Data Analytics and BI

  • Business Intelligence (BI) Tools and Methodologies - Explore the latest tools, techniques, and best practices in BI, including data visualization and advanced analytics.
  • Data Warehouse (DWH) Architecture - Discuss the design, implementation, and optimization of DWH architectures, covering data modeling and integration strategies.
  • Data Modeling - Present innovative approaches to data modeling, including conceptual, logical, and physical models.
  • Data Visualization - Showcase cutting-edge visualization techniques and tools, including interactive visualizations and visual analytics.
  • Self-Service Analytics - Explore self-service analytics tools and methodologies, focusing on empowering users and data democratization.
  • Online vs.

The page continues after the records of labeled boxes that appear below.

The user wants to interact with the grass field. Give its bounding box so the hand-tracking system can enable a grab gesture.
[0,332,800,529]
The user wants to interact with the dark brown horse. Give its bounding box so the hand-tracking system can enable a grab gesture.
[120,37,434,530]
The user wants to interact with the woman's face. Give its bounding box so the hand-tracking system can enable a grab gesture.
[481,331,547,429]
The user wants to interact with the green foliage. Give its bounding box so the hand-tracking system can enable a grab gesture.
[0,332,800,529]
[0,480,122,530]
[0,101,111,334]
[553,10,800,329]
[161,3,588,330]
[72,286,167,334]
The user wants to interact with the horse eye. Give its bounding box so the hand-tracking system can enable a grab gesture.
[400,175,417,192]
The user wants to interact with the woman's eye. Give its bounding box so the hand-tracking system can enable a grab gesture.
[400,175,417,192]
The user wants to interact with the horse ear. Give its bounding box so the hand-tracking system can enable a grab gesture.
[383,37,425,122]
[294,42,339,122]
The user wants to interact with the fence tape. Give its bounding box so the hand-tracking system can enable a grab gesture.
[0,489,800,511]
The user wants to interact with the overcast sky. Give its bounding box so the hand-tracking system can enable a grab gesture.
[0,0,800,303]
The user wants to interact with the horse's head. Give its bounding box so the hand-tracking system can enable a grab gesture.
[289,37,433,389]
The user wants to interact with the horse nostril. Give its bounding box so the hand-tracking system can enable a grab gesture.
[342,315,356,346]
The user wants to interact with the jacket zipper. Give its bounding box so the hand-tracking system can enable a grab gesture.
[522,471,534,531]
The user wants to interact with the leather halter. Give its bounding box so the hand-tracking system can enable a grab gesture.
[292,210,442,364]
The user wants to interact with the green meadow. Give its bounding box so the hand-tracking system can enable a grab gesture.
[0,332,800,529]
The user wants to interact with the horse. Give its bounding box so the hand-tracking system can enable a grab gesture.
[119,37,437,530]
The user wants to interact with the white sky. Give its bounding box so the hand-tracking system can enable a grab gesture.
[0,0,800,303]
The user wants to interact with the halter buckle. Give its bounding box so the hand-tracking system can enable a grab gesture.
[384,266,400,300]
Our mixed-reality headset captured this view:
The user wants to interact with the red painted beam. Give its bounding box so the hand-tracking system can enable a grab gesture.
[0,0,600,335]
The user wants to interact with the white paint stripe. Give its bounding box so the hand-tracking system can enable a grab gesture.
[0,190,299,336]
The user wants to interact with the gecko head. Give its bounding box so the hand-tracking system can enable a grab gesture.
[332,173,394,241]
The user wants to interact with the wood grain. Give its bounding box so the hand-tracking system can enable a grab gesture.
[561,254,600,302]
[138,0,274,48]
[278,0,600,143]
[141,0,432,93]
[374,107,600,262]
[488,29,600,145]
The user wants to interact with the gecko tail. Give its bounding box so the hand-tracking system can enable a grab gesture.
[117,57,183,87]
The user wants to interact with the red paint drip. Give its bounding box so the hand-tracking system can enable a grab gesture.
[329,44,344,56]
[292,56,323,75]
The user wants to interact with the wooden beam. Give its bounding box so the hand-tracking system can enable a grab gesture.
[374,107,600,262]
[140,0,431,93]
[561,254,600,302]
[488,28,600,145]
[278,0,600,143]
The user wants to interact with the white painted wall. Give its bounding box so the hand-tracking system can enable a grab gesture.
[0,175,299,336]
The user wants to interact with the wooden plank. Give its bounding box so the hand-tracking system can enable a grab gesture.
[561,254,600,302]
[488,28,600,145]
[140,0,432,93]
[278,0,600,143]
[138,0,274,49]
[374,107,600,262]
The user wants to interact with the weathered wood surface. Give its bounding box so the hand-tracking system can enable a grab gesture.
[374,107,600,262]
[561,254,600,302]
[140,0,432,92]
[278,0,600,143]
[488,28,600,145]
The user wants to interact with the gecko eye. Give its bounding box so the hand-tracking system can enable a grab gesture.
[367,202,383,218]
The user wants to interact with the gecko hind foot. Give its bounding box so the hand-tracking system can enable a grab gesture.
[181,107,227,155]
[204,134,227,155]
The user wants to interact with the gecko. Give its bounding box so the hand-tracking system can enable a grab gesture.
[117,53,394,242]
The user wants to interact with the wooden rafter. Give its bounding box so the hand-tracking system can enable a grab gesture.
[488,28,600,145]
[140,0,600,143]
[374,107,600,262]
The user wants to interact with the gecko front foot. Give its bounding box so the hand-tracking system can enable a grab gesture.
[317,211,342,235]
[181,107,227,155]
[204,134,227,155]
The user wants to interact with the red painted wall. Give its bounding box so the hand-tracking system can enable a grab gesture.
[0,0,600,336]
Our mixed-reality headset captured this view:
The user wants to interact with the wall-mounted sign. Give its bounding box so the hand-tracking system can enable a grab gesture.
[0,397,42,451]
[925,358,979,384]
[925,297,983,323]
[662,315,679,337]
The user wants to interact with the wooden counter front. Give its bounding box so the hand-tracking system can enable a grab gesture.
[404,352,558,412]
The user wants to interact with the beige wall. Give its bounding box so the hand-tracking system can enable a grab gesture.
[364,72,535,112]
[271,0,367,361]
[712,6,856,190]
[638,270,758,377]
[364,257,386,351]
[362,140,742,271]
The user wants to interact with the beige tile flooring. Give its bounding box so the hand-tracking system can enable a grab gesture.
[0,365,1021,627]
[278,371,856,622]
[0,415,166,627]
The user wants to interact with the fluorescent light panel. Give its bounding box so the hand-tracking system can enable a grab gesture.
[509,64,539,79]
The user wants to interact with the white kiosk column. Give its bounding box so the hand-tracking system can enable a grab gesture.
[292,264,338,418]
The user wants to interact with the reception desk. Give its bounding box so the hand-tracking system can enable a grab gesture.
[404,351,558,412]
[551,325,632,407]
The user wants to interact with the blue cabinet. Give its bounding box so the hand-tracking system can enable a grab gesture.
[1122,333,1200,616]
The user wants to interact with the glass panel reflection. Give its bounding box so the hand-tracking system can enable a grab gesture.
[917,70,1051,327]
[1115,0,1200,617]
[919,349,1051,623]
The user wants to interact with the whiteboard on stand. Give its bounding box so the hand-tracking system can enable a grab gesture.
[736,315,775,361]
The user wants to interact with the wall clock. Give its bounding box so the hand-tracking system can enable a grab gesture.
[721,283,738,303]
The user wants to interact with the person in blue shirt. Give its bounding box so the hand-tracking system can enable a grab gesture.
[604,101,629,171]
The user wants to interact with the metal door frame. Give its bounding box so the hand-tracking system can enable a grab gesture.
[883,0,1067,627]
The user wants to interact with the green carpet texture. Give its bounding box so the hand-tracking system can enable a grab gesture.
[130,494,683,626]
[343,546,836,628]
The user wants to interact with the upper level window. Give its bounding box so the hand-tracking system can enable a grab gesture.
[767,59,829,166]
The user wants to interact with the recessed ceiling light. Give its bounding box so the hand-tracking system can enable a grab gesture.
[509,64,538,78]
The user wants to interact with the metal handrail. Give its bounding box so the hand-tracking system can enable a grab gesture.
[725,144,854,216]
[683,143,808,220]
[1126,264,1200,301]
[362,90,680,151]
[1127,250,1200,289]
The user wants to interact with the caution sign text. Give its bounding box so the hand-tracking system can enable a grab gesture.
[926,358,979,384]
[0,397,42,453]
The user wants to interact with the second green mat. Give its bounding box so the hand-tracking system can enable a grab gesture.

Offline Processing - Compare and contrast online and offline data processing techniques, covering real-time and batch processing.
  • Data Monitoring -Discuss strategies and tools for monitoring data quality, governance, and security, including real-time monitoring and anomaly detection.
  • Productizing BI - Explore the process of productizing BI solutions, including packaging for commercial use and best practices for product development.
  • Data Analytics - Discuss trends and developments in data analytics.
  • Data-Driven Culture - Examine strategies for fostering a data-driven culture within organizations, including promoting data literacy and building data-driven teams.
  • Semantic Layers for Data Analytics - Explore the use of semantic layers in data analytics.


Suggested general topics

  • Managing data teams for organizational scale
  • The boundaries and collaboration between different departments
  • Hiring, managerial, and data talent challenges
  • Model innovation vs/and service innovation
  • Working with data in real time - issues and solutions


And any other deep-dive topics related to Data Science, Big Data, Data Engineering, BI, and Data Analytics domains.